O FANTASMA DO TEMPLO - Conto Clássico Sobrenatural - Koizumi Yakumo

O FANTASMA DO TEMPLO

Koizumi Yakumo

(Lafcadio Hearn)

(1850 – 1904)

Tradução de Paulo Soriano


Somente uma vez na minha vida tive uma experiência estranha que não consegui explicar facilmente.

Na época, eu estava em Kyushu1 — era então um jovem noviço — e realizava o meu meu gyo — a peregrinação que todo noviço tem que fazer.

Certa noite, enquanto viajava por um distrito montanhoso, cheguei a uma pequena vila onde havia um templo da seita zen. Fui até ele pedir hospedagem, de acordo com nossas regras. Descobri, todavia, que o sacerdote fora a um funeral numa vila a várias milhas de distância, deixando uma velha monja encarregada do templo.

Disse-me ela que não poderia me receber durante a ausência do sacerdote, e que ele não voltaria antes de sete dias…

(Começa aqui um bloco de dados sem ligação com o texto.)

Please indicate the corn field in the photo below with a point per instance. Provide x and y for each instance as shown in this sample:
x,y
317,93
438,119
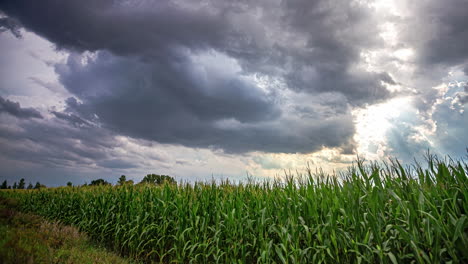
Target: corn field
x,y
374,213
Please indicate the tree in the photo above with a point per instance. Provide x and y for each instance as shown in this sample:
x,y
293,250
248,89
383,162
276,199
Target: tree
x,y
157,179
122,180
99,182
21,184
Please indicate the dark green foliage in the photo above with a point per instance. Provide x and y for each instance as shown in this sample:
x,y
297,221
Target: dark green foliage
x,y
21,184
39,185
99,182
371,214
157,179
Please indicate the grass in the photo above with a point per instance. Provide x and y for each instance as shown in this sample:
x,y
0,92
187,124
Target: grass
x,y
374,213
28,238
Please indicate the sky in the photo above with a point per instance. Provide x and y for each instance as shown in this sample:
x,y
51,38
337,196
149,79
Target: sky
x,y
222,89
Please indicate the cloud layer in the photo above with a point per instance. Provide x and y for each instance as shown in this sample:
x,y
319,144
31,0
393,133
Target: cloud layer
x,y
234,77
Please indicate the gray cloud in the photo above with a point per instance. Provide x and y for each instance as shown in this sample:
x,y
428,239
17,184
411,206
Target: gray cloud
x,y
181,73
71,118
14,109
141,100
11,25
438,31
312,45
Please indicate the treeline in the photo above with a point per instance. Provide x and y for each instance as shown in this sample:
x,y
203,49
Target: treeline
x,y
21,185
148,179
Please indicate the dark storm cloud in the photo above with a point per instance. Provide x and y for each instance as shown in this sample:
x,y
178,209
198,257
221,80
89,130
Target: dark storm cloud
x,y
180,73
7,23
71,118
312,45
14,109
143,100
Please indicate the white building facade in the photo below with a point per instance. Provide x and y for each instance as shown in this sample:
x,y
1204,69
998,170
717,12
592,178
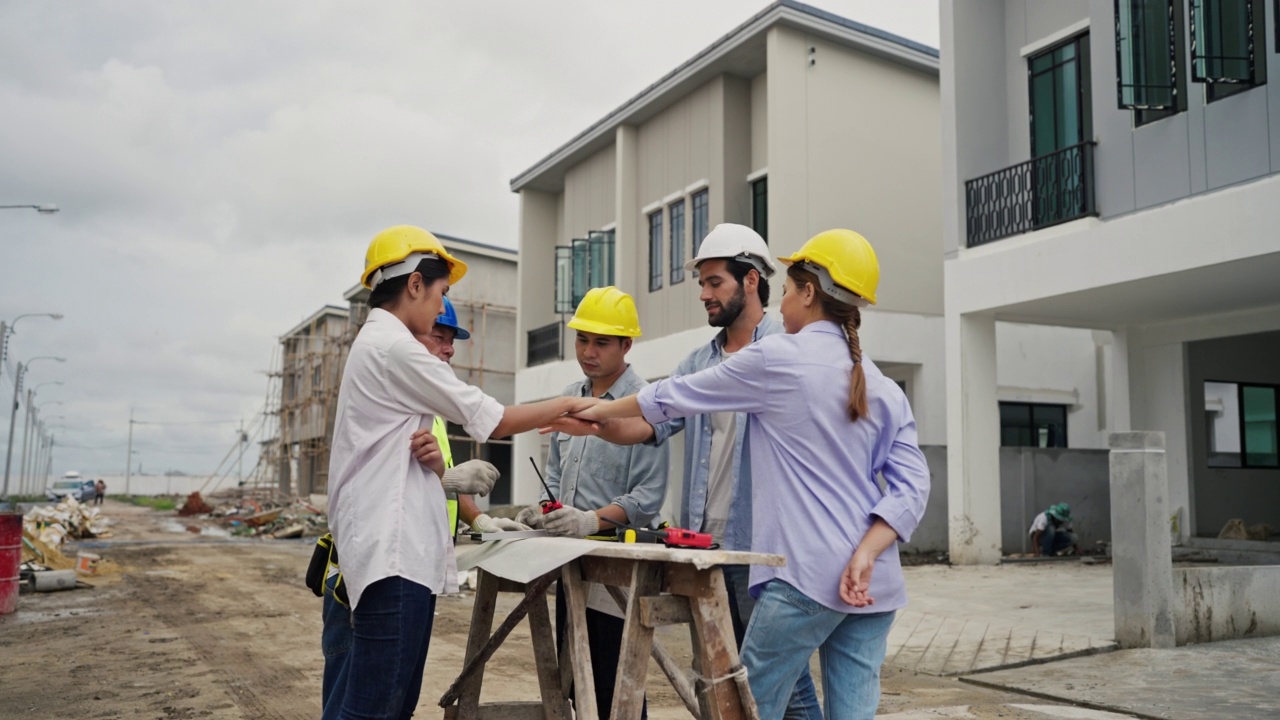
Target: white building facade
x,y
1110,165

Naquela parte do país, o costume obriga um sacerdote a recitar os sutras e a realizar os rituais religiosos, diariamente, durante sete dias, na casa de um fiel morto…

Disse-lhe que não queria comida, mas apenas um lugar para dormir; além disso, aleguei que estava muito cansado. Finalmente a velha monja compadeceu-se. Estendeu algumas colchas para mim no templo, perto do altar. Adormeci assim que me deitei.

No meio da noite — uma noite muito fria! — fui acordado pelo bater de um mokugyo2 e a voz de alguém cantando o Nembutsu3 , perto de onde eu estava deitado. Abri os olhos; mas o templo estava completamente escuro, tão escuro que, se um homem me tivesse agarrado pelo nariz, eu não poderia vê-lo; e perguntei a mim mesmo se alguém poderia estar batendo no mokugyo e cantando em tal escuridão. Malgrado os sons parecessem próximos, fluíam débeis. Tentei convencer-me de que deveria estar enganado, de que o sacerdote havia voltado e estaria realizando um ritual em alguma outra parte do templo. Apesar das batidas e dos cânticos, adormeci novamente e dormi até de manhã.

Então, assim que me lavei e me vesti, fui procurar a velha monja e a encontrei. Depois de agradecê-la por sua gentileza, aventurei-me a comentar:

—O sacerdote voltou ontem à noite?

—Ele não voltou —respondeu-me ela, muito irritada. — Eu lhe disse que ele não voltaria em sete dias.

— Por favor, perdoe-me — disse. — Na noite passada, ouvi alguém cantando o Nembutsu e tocando mokugyo; assim, pensei que o sacerdote havia voltado.

— Oh, aquele não era o sacerdote — ela exclamou. — Aquele era o danka4.

— Quem? — perguntei, já que não conseguia entendê-la.

— Ora — ela respondeu —, o homem que morreu, é claro! Isso sempre acontece quando um fiel próximo morre; o seu espírito5 vem para tocar o mokugyo e cantar o Nembutsu

Ela falava como se estivesse acostumada, há tanto tempo, com o fenômeno, que não lhe parecia algo digno de menção.


Notas:


1Kiushu (ou Quiuxu) é a terceira maior ilha do arquipélago japonês.

2 O mokugyo é um instrumento musical de madeira bastante curioso, com a forma de uma cabeça de peixe, e é geralmente lacado a vermelho e dourado. É tocado com uma vareta durante certos cânticos ou recitações budistas, produzindo um som oco e monótono. (N. do A.)

3 A invocação a Amitâbha, Namu Amida Butsu (“Salve o Buda Amitâbha!”), comumente repetida em nome dos mortos, é assim popularmente chamada. (N. do A.)

4 Danka ou danké significa o paroquiano de um templo budista. (N. do A.)

5No original “hotoké”: espírito de uma pessoa falecida.